The interesting part about Oredev presentations is that we had only 50 minutes for each presentation. Most other conferences has an hour to an hour and a half. That gives the speaker a lot more time, and it made prepping for Oredev much more... interesting. On the one hand, it is hard to try to squeeze almost fifteen minutes out of a session. On the other, it does mean that you have a very succinct talk if you manage to do so.

That is another important aspect of the constraints that I mentioned before. Which style of presentation you use is greatly influenced by the amount of time that you have. In particular, for most people, showing code is the most time consuming process in the presentation, except writing code. And there is basically few things worse than leaving the audience hanging without any input from you while you are busy typing code.

If you can cut down the writing code part to less than 20 seconds without input to the audience, it will work, otherwise, you need to prepare ahead of time. Something that I like to do for my presentation is to do a lot of ad hoc coding. Sometimes it works, sometimes it doesn't.

When it does work, it tend to impress people. When it doesn't work, I crash & burn :-) I try to have a backup plan for such scenarios, but I need to actually notice that I need the time to move to it.  Another tip, you have ten seconds to debug a problem in your presentation, if you try to do anything more than that, you better back up, blame Murphy, and move on.

For that matter, watch the audience.

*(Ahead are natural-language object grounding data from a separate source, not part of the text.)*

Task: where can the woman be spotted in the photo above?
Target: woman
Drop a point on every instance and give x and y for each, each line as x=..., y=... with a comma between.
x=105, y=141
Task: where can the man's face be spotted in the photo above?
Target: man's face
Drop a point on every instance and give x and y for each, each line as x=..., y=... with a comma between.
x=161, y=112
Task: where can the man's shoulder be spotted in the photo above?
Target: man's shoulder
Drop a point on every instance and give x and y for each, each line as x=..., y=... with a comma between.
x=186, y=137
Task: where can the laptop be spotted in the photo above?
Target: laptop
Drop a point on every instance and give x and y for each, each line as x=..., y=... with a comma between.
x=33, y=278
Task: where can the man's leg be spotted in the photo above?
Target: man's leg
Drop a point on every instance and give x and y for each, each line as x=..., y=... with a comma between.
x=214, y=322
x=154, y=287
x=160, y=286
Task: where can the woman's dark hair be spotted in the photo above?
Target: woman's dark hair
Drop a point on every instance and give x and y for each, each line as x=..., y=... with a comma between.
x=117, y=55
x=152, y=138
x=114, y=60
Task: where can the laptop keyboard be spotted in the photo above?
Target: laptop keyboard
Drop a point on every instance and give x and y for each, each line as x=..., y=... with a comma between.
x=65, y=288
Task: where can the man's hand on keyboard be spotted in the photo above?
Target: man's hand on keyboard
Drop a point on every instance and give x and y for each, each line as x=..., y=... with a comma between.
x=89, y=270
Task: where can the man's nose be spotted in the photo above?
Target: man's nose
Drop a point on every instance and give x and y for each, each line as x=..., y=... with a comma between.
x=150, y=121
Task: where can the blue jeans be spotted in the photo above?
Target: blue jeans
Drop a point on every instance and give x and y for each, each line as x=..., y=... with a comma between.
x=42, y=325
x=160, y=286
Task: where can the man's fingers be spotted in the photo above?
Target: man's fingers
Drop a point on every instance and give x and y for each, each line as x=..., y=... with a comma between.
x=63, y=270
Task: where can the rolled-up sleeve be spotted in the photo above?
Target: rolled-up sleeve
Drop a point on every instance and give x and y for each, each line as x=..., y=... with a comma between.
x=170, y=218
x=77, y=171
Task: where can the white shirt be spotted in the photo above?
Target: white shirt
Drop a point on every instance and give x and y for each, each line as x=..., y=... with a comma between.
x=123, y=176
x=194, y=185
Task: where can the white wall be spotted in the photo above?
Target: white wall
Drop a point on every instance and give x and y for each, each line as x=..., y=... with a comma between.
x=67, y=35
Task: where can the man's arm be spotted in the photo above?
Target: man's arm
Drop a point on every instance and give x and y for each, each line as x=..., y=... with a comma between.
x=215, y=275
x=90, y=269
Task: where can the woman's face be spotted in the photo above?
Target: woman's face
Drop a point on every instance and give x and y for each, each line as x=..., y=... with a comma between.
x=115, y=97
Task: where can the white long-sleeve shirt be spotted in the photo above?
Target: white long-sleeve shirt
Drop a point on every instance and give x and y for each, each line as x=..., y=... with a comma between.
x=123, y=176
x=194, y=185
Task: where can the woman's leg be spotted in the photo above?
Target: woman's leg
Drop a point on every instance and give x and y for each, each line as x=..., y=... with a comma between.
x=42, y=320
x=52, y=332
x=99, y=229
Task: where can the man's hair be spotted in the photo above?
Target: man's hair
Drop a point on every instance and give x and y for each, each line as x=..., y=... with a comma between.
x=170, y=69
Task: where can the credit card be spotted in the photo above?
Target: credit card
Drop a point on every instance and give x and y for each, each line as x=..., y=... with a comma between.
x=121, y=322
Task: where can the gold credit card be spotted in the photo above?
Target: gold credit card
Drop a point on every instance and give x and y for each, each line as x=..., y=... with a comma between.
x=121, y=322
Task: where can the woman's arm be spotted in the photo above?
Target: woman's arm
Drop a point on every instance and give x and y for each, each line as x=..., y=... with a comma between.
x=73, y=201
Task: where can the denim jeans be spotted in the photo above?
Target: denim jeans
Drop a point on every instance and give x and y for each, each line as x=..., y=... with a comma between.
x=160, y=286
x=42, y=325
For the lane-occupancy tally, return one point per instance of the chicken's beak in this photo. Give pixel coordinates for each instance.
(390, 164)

You need to match the presentation to the people actually listening to it. Always start a presentation by syncing up with the audience. Who are they? What do they know about the subject? Tell them what you are going to talk about, how this is going to help make their life better.

In the timeframe of most presentations, you can't really give a whole lot of information. You just don't have enough time, and worse, you don't have a consistent audience, which would allow you to start from a level ground. What you can do, however, is to raise their interest. If after a talk I give, people in the audience go home (or on next Monday), and start looking up the things that I talked about, then I know that I have been successful.